House legislation would undo White House's NASA wish list
BY STEPHEN CLARK
Posted: July 20, 2010
A draft NASA bill being considered by the House Science Committee does not provide for an extra space shuttle mission and undercuts a compromise forged last week between the White House and Senate.
The committee posted an early version of its NASA Authorization Act of 2010 on the Internet late Monday night. The House Science Committee will hold a markup hearing on the legislation Thursday morning.
The House committee, chaired by Rep. Bart Gordon, D-Tenn., directs NASA to build upon $9 billion already invested in the Constellation program, which the White House proposed terminating in its February budget request for fiscal year 2011.
"In an environment of constrained budgets, responsible stewardship of taxpayer-provided resources makes it imperative that NASA's exploration program be carried out in a manner that builds on the investments made to date in the Orion, Ares 1 and heavy-lift projects," the draft bill says.

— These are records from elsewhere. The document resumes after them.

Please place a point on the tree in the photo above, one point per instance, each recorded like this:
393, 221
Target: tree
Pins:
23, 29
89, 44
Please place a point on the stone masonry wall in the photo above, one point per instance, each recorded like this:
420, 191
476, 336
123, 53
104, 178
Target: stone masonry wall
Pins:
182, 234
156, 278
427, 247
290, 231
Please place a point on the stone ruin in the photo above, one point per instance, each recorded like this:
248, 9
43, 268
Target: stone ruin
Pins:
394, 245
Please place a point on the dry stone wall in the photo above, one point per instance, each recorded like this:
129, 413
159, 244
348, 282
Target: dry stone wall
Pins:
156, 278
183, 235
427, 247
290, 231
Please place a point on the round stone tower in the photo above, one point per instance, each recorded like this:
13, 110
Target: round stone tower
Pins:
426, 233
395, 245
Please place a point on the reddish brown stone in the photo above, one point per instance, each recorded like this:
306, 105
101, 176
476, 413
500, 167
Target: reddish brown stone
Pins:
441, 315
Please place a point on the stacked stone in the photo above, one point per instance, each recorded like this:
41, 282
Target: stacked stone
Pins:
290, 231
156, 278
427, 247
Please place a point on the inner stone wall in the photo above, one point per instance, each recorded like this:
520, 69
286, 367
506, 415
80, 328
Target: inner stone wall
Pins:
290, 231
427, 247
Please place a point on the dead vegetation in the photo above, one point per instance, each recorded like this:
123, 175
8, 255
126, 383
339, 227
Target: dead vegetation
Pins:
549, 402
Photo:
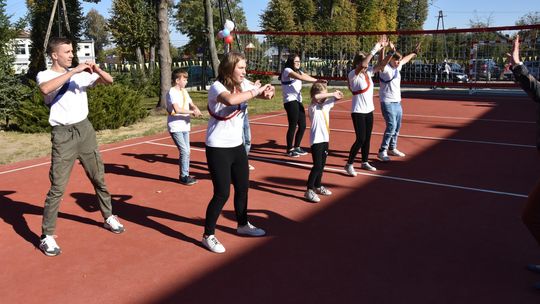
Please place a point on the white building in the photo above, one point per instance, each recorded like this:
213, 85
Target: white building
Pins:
22, 46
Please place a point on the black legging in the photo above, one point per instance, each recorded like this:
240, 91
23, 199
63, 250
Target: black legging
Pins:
296, 115
363, 125
227, 165
319, 152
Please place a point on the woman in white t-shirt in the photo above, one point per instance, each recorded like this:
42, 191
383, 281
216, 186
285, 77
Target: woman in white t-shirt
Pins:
225, 153
291, 84
361, 86
390, 96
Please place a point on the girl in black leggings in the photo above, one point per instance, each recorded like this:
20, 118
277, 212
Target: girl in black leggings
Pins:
291, 83
225, 153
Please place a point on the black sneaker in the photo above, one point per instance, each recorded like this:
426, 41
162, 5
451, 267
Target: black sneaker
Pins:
187, 180
293, 153
300, 151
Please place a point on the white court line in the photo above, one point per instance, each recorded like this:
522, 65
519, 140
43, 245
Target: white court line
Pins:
123, 146
410, 180
417, 137
452, 117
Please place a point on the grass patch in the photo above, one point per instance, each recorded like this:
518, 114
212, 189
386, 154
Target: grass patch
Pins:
18, 146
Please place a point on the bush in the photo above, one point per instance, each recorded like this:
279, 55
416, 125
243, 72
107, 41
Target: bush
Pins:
32, 115
110, 107
115, 106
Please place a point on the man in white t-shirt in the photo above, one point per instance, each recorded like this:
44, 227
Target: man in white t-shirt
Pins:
72, 136
390, 96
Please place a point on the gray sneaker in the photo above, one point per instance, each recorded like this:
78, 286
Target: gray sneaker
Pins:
48, 245
349, 168
113, 224
311, 196
212, 244
250, 230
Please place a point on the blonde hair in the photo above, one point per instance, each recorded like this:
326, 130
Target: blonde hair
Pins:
316, 88
226, 69
177, 73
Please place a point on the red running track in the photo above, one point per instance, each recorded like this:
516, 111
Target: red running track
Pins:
441, 225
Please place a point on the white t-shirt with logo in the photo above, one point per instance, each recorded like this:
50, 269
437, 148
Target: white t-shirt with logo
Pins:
362, 103
178, 122
390, 91
319, 113
226, 133
72, 106
291, 87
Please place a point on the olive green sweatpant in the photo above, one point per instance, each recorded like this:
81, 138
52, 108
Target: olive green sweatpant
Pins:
69, 143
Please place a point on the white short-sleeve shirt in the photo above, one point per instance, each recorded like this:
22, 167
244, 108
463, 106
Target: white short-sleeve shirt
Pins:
320, 121
178, 122
390, 84
226, 132
363, 102
291, 87
72, 106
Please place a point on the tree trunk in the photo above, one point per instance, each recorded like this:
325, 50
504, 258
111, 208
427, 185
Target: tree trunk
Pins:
140, 60
152, 61
210, 35
164, 52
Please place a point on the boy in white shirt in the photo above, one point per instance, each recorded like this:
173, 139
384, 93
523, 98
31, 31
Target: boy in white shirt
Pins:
180, 107
319, 114
72, 136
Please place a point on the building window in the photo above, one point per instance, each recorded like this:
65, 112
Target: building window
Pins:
20, 49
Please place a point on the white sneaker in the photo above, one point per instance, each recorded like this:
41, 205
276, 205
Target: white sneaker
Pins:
212, 244
311, 196
349, 168
48, 246
367, 166
113, 224
322, 190
396, 152
383, 156
250, 230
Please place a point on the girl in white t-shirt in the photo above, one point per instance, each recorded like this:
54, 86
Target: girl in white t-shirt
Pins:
225, 153
291, 84
319, 114
361, 86
390, 96
179, 107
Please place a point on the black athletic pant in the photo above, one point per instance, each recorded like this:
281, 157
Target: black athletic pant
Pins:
363, 125
227, 165
296, 116
319, 152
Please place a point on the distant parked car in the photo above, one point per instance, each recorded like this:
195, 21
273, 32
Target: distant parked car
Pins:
533, 67
195, 75
484, 69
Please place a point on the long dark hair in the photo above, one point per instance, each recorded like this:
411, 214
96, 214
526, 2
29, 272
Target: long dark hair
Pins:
290, 64
226, 69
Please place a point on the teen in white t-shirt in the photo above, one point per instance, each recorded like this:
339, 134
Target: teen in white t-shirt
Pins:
225, 153
319, 114
291, 84
390, 96
361, 85
180, 107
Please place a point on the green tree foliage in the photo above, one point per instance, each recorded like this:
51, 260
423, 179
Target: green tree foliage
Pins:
412, 14
95, 27
190, 20
133, 26
11, 90
40, 13
279, 17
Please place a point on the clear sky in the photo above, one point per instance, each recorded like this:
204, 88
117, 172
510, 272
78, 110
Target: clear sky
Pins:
457, 13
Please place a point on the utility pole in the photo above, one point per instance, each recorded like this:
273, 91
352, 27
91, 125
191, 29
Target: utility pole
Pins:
440, 20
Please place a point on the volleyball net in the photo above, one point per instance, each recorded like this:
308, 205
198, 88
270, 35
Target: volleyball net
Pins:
476, 56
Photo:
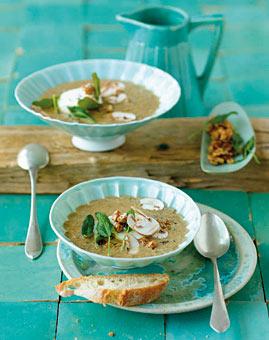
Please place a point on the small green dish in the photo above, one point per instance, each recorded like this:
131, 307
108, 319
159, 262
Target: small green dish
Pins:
242, 125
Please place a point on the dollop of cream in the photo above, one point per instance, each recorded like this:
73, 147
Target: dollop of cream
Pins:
123, 116
70, 98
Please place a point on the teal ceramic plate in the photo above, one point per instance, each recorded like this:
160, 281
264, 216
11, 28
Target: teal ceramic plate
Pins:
191, 276
242, 125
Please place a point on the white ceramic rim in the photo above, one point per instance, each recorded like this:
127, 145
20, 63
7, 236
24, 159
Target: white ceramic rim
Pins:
46, 118
157, 258
198, 303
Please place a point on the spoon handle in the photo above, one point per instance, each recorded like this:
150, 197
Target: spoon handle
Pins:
33, 242
219, 319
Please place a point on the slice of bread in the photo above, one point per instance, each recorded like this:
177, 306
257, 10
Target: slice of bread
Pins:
118, 289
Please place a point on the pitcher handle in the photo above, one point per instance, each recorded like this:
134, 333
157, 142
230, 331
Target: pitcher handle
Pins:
215, 20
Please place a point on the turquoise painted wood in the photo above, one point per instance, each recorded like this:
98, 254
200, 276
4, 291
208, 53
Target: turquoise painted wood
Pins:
25, 280
31, 321
90, 321
14, 216
38, 33
249, 320
260, 213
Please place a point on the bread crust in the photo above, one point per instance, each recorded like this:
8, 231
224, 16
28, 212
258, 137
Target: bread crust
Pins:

The draft bill also calls for NASA to develop a heavy-lift rocket by the end of this decade.
The White House, Senate and House policy guidelines all provide for a topline NASA budget of about $19 billion, but the similarities end there.
The House legislation goes further than the Senate authorization bill to undo the Obama administration's proposed overhaul of NASA's human space program.

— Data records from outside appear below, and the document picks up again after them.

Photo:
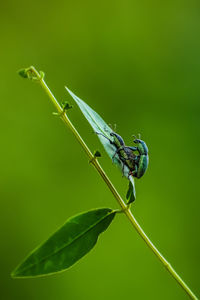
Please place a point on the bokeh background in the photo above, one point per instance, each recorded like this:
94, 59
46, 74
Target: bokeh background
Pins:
137, 63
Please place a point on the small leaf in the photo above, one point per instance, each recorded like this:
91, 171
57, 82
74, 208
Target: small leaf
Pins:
102, 129
67, 245
131, 193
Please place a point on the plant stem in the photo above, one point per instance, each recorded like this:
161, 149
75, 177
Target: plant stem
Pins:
33, 74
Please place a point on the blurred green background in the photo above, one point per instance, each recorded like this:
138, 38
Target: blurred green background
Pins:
137, 63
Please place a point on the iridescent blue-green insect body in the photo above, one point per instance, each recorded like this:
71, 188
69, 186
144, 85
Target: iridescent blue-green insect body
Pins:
137, 163
141, 160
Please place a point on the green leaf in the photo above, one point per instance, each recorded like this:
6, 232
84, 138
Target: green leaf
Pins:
100, 126
67, 245
131, 193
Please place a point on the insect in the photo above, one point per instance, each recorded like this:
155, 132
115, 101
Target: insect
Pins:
137, 163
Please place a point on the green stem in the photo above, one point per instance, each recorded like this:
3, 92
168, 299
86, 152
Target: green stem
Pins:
33, 74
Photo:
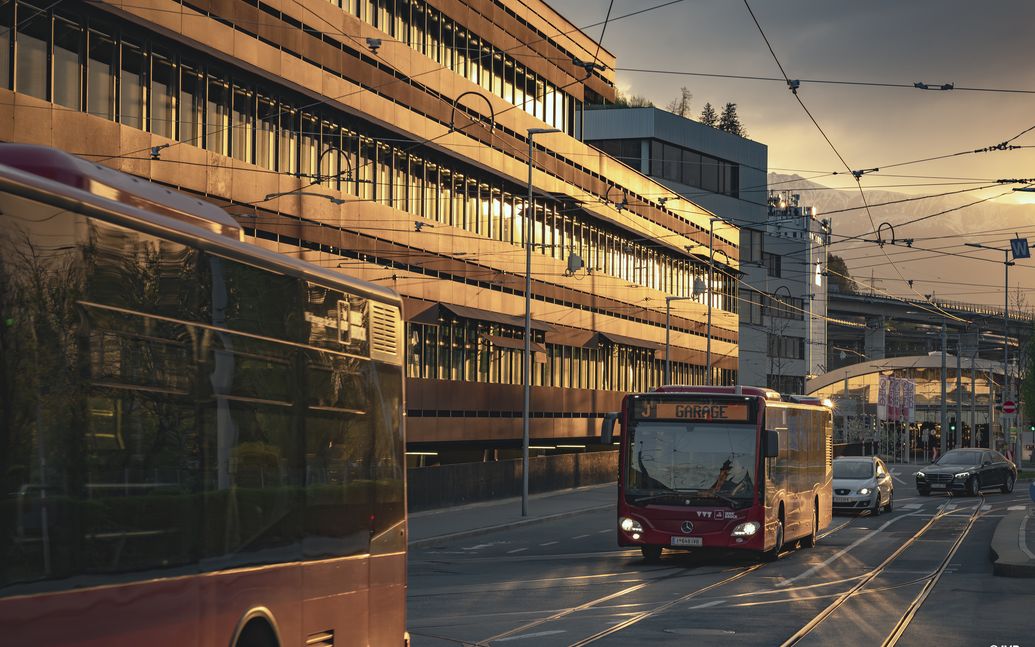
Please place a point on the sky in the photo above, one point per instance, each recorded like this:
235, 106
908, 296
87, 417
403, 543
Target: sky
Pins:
972, 45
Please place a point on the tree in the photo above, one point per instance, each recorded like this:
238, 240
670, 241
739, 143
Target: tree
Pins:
730, 122
631, 100
681, 105
708, 116
837, 274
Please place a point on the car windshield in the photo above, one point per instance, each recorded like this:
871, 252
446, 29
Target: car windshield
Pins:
853, 469
960, 458
707, 460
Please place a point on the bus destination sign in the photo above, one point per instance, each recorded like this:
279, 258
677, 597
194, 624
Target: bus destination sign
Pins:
699, 411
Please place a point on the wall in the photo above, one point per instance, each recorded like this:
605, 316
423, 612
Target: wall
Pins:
443, 486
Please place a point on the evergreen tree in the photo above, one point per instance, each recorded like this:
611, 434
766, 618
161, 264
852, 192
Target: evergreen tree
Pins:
730, 122
681, 105
708, 116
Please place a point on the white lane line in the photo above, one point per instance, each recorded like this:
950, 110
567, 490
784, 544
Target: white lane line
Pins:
524, 636
1022, 537
714, 603
839, 553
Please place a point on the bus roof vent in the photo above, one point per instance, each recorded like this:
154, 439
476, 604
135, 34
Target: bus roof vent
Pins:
60, 167
386, 339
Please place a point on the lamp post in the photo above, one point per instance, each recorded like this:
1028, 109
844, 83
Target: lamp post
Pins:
527, 373
1006, 335
668, 330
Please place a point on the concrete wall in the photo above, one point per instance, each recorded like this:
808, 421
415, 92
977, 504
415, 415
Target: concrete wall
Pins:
442, 486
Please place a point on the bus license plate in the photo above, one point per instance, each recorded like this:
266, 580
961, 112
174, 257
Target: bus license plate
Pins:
687, 541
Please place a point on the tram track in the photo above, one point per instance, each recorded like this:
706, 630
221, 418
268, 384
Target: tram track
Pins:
873, 574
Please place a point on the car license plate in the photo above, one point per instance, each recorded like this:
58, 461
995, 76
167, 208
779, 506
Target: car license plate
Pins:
687, 541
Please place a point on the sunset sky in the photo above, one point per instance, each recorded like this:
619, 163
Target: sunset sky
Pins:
988, 45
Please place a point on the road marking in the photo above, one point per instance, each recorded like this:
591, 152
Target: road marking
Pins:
524, 636
838, 554
714, 603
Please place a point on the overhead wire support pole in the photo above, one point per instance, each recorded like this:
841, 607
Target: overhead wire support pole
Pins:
527, 357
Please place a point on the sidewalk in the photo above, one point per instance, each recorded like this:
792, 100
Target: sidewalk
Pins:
431, 527
1013, 545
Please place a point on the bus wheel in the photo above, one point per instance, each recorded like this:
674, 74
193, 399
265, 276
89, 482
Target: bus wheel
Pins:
809, 541
773, 554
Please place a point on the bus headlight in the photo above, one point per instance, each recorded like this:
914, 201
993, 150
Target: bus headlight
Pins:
746, 529
630, 525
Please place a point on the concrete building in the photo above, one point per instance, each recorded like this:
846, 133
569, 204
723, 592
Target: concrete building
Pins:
389, 139
782, 282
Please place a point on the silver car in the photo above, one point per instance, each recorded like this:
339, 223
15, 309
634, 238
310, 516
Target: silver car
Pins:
862, 483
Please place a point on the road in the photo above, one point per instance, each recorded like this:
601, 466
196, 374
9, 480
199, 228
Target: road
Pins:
918, 576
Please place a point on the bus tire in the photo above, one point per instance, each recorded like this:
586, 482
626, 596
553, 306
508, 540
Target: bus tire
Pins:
257, 633
810, 539
773, 554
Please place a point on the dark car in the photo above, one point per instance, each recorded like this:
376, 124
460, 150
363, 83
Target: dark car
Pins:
967, 471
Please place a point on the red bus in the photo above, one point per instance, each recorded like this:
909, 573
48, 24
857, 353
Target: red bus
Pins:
201, 440
721, 467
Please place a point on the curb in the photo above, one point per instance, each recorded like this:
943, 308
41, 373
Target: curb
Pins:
417, 543
1007, 559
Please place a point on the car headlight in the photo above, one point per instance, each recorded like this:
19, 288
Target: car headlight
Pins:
630, 525
746, 529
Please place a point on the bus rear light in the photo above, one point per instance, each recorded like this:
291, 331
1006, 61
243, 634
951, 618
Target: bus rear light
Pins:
746, 529
630, 525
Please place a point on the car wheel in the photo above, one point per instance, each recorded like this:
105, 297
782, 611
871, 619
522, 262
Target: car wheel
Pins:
1008, 486
651, 553
773, 555
974, 488
809, 540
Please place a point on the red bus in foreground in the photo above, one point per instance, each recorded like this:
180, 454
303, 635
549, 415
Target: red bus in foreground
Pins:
201, 440
721, 467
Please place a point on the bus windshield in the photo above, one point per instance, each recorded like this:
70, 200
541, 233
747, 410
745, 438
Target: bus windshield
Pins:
706, 460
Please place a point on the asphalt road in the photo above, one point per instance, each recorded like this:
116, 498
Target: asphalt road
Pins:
567, 583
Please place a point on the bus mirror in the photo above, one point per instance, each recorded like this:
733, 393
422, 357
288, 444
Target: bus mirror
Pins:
608, 428
772, 443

The Senate bill was marked up in that body's commerce committee last week and presented as a compromise with the White House. An Obama administration spokesperson said the Senate bill "represents an important first step" in the NASA budget process.
Last week's Senate compromise would immediately fund the development of a government heavy-lift launch vehicle and crew capsule for deep space missions. But it also calls for $1.6 billion in funding for commercial crew projects over the next three years, about half of the White House's proposal.

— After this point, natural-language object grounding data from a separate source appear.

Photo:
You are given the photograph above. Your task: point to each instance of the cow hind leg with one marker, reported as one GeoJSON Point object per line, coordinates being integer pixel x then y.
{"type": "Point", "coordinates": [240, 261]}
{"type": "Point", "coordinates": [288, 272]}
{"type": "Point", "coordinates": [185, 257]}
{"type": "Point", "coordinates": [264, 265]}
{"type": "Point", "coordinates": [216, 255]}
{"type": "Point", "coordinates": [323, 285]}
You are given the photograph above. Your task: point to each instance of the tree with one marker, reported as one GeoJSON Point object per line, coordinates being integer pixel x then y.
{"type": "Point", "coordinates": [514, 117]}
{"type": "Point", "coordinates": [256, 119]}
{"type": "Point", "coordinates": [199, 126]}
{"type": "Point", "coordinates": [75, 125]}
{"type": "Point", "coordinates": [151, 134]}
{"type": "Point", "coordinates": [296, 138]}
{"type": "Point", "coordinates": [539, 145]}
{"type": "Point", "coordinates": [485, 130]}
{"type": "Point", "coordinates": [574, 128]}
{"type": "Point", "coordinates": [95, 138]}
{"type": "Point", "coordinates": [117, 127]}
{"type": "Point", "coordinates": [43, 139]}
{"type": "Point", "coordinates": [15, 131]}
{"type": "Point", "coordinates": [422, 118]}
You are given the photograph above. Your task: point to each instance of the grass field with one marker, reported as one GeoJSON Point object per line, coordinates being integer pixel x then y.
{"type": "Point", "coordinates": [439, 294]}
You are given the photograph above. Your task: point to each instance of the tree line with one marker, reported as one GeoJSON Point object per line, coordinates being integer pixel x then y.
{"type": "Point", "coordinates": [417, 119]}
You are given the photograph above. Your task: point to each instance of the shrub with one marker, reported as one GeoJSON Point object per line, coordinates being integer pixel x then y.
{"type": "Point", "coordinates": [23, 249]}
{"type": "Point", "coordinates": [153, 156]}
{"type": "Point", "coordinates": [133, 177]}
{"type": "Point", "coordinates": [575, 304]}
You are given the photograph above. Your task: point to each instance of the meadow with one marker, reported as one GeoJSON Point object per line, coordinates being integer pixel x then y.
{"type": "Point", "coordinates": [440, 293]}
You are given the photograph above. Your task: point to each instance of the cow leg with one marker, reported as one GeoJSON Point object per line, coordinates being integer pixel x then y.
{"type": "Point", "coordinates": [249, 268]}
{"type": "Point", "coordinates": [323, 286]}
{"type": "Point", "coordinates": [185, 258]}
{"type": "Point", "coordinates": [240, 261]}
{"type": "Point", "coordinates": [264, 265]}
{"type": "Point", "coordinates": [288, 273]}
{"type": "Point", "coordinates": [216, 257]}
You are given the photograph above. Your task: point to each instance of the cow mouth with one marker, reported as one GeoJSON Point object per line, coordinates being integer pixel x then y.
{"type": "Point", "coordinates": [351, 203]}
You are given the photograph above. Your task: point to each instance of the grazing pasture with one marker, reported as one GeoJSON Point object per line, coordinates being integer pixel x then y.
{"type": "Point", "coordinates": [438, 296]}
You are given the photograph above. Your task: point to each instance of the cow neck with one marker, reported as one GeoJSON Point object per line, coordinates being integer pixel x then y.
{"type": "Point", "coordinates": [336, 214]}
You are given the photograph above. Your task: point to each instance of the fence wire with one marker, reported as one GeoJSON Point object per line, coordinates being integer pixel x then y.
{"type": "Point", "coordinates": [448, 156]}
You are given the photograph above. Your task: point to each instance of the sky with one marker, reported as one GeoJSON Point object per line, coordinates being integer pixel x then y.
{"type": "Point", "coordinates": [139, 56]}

The White House requested $3.3 billion in February for NASA to help pay for new privately-developed spacecraft to ferry astronauts to and from the International Space Station.
Monday's draft of the House authorization act only provides for $150 million in commercial crew funding during the same three-year period.
Unlike the Senate legislation, the House bill does not authorize an additional space shuttle mission to stock the space station with supplies. The Senate authorization act, which is still awaiting passage on the Senate floor, directs NASA to fly an extra shuttle flight next summer.
The Congressional authorization acts are just the first step in the budget process. Each body's appropriations committees must write legislation to provide funding to federal agencies.
Any differences in Senate and House bills must be resolved before heading to the president's desk.